Frequent mutations in BCL6 prompted a wider examination of known AID off-target gene loci. Of 275 genes reported by Álvarez-Prado et al. [14], 51 gene loci were mutated in our HCLc cases, ranging from 4–13 genes per tumor. Eighteen genes were mutated ~2 kb downstream of the promoter, and 8 displayed mutations in AID motifs, including B2M, CD83, GDI2, PIM1, RHOH and SWAP70. Of the AID non-immunoglobulin target regions reported by Khodabakhshi et al. [9], 49 were identified as mutated in our HCLc cohort and 14 were AID motifs (Supplementary Fig. 5). Of these, somatic SNV detected in KLF2 occurred in an AID motif suggesting an AID-induced mutation mechanism. AID targeted loci appear common in HCLc. Somatic mutational imprints in BCL6 and TRB resemble SHM frequencies. They implicate GC origins of HCLc, and as CD27, a robust marker of GC memory, is absent in HCLc, it may suggest that transformation of HCLc occurs during early GC events, exiting prior to the acquisition of CD27. Ectopic SHM, however, cannot be excluded.

Mutational signature analysis provides insight into underlying mutagenic mechanisms. We identified single base substitution (SBS) COSMIC signatures SBS1, SBS5 and SBS9 in our HCLc cohort with similar relative contributions (Fig. 1) [15]. SBS1 and SBS5 are clock-like signatures observed across all tumor types and normal tissue samples, and SBS9 is associated with somatic hypermutation observed most prominently in lymphoproliferative disorders [15].

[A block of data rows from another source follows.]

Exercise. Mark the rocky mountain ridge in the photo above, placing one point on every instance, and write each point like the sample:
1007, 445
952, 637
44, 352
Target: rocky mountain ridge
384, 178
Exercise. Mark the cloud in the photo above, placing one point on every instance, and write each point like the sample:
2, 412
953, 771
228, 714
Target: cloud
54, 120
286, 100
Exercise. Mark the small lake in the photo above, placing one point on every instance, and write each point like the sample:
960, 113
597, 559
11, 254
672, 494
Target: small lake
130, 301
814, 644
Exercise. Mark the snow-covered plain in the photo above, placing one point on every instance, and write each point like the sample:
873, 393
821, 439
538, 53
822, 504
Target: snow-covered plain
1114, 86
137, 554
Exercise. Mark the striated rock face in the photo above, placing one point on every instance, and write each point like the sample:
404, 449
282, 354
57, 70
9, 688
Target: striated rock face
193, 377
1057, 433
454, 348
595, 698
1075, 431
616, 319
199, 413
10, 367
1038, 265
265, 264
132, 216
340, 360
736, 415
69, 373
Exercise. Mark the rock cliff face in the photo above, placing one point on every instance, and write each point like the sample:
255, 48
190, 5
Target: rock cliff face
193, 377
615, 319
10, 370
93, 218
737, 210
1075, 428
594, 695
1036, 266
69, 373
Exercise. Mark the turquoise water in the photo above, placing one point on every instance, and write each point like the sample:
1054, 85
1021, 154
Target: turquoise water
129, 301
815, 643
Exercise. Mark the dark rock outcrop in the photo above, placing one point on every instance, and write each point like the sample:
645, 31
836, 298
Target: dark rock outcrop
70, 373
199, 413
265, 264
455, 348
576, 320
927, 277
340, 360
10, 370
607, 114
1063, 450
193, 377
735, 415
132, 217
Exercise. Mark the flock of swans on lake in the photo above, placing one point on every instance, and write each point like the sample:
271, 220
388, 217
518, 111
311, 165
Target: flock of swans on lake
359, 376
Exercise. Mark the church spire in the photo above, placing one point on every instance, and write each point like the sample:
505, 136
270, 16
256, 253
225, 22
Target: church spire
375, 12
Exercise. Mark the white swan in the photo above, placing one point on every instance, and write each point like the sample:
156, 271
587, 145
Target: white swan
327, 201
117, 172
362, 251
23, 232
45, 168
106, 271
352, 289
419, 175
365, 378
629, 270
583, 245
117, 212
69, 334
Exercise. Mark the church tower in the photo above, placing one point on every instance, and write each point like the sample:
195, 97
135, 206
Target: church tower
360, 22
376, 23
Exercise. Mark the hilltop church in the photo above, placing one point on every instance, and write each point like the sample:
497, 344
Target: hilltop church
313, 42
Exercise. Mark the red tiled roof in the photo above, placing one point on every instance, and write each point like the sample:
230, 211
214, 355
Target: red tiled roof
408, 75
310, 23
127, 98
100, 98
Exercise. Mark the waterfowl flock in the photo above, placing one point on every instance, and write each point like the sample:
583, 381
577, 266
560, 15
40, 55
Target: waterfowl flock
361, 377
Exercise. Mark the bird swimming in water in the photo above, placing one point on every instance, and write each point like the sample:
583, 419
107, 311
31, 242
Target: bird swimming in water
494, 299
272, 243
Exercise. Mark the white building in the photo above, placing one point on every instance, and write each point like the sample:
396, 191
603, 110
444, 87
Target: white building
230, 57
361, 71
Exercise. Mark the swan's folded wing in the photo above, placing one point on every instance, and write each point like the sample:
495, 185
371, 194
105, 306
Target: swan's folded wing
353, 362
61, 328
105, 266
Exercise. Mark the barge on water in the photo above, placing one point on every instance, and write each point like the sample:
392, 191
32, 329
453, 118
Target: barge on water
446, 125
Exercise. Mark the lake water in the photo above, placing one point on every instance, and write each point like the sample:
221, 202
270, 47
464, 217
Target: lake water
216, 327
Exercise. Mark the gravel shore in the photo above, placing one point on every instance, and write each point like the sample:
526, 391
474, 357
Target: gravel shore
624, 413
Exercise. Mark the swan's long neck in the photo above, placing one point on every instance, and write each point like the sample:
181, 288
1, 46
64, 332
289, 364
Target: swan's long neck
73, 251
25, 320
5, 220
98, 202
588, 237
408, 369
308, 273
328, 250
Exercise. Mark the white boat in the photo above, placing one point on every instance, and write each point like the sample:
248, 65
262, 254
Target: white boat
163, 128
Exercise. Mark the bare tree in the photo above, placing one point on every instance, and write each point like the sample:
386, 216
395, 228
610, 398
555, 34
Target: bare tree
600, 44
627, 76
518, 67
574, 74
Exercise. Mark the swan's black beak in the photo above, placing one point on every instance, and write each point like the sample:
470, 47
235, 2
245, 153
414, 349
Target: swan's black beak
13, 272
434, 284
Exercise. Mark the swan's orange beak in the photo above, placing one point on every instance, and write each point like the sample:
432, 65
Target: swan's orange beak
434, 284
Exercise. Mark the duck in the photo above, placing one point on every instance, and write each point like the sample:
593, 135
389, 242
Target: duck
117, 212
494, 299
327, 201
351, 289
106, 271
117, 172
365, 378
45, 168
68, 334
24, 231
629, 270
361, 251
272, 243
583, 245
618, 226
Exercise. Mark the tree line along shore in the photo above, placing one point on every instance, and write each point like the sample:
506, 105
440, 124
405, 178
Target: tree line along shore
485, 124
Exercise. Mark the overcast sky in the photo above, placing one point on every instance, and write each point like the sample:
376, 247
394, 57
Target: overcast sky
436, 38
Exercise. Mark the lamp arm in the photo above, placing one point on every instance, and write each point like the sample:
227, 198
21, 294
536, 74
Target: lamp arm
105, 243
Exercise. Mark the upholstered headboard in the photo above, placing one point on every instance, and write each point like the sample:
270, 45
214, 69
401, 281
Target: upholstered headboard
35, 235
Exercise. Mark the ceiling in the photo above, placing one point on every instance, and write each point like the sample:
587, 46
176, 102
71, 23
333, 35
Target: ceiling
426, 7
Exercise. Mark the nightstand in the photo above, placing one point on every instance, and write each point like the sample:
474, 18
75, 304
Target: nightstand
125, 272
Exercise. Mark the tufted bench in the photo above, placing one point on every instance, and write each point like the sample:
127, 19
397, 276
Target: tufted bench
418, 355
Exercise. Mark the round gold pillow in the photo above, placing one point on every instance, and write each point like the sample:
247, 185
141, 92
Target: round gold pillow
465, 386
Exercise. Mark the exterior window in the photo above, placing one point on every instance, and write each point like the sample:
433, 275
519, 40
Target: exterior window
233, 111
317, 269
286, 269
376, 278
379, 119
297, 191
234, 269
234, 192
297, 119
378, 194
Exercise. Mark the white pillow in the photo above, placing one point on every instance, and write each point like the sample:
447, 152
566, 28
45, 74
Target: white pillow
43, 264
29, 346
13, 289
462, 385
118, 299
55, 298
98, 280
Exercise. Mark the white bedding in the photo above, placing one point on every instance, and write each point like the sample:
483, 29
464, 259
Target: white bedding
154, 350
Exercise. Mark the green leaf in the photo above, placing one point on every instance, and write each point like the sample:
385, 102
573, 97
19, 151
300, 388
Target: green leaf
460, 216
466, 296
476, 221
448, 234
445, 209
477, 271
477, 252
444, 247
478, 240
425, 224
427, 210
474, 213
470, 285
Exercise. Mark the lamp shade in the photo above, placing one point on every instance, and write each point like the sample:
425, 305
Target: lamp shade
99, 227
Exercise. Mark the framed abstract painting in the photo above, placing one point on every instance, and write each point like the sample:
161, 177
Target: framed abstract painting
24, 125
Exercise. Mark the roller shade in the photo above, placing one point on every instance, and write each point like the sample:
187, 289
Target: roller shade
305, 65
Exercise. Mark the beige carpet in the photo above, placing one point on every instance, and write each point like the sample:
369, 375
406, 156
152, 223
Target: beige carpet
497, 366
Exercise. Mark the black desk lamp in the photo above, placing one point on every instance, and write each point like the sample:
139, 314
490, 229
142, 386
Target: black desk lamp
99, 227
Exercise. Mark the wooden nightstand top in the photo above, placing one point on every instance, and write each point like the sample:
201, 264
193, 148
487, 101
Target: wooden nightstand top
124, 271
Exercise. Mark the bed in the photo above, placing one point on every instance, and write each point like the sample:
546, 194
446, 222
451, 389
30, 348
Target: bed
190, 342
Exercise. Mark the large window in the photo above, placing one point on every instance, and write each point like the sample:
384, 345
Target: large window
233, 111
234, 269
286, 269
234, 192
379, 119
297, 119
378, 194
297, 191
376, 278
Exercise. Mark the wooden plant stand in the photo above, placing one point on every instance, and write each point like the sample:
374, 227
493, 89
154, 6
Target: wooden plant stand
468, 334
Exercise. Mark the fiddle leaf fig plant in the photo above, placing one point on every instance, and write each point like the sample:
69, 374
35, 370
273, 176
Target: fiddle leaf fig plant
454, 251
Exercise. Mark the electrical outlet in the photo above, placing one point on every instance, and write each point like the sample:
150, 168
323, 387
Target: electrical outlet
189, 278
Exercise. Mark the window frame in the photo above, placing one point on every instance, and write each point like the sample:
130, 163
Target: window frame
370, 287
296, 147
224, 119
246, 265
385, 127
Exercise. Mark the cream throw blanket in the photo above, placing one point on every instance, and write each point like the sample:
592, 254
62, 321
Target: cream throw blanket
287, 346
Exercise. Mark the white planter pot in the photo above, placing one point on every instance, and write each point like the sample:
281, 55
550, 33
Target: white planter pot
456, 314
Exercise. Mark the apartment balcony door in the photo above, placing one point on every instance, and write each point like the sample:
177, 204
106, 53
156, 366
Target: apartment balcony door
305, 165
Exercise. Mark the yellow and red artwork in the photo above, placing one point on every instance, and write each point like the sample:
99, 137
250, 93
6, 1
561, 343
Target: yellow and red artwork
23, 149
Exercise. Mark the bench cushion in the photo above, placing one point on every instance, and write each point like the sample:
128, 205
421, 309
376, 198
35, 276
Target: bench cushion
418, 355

Central to the study, we further reconstructed the phylogenetic tree of each tumor based on the observed clonal cluster—representing the MRCA—and subclonal cluster(s) and assigned the driver variants to their respective clusters (Fig. 2). In all cases, BRAFV600E occurred prior to subclonal diversification in the MRCA. In 6/10 cases, the MRCA also had one to two additional mutational drivers. Interestingly, all three CNA detected were secondary events and occurred subclonally (Fig. 2). All subclones had at least one driver mediating the post-MRCA clonal diversification. In two cases (HCL2 and HCL5), where multiple subclones were identified, linear evolution was inferred where the smaller subclone was nested within the larger subclone (Fig. 2). Interestingly, each subclone had its own unique driver, suggesting a multi-step process in HCLc tumor progression.

Fig. 2: Tumor-level phylogenetic trees for 10 HCLc tumors.
figure 2

Branch lengths are proportional to the number of SNVs within the mutation cluster and branch thickness (height of gray bar) is proportional to the CCF of the cluster. Mutations that have occurred before the most recent common ancestor (MRCA) are carried by all tumor cells and define the clonal cluster of mutations. Each branch is annotated with known and candidate mutational and copy number drivers identified in each sample (the order of the drivers displayed on the branches is arbitrary). The mutation clusters are named alphabetically. The phylogeny in HCL2 and HCL5 can only be linear and not branching (subclonal clusters B and C with respect to the clonal cluster A) according to the pigeonhole principle.

Our findings conclude that BRAFV600E alone may suffice to drive expansion of the ancestral clone (MRCA) to achieve malignant transformation, in at least a subset of HCLc. In separate pathways, BRAFV600E may also require additional mutational drivers, that differ between tumors, for the MRCA to out-compete other cells and become clonal. These findings reveal heterogeneous genetic origins and subsequent subclonal diversification in HCLc disease.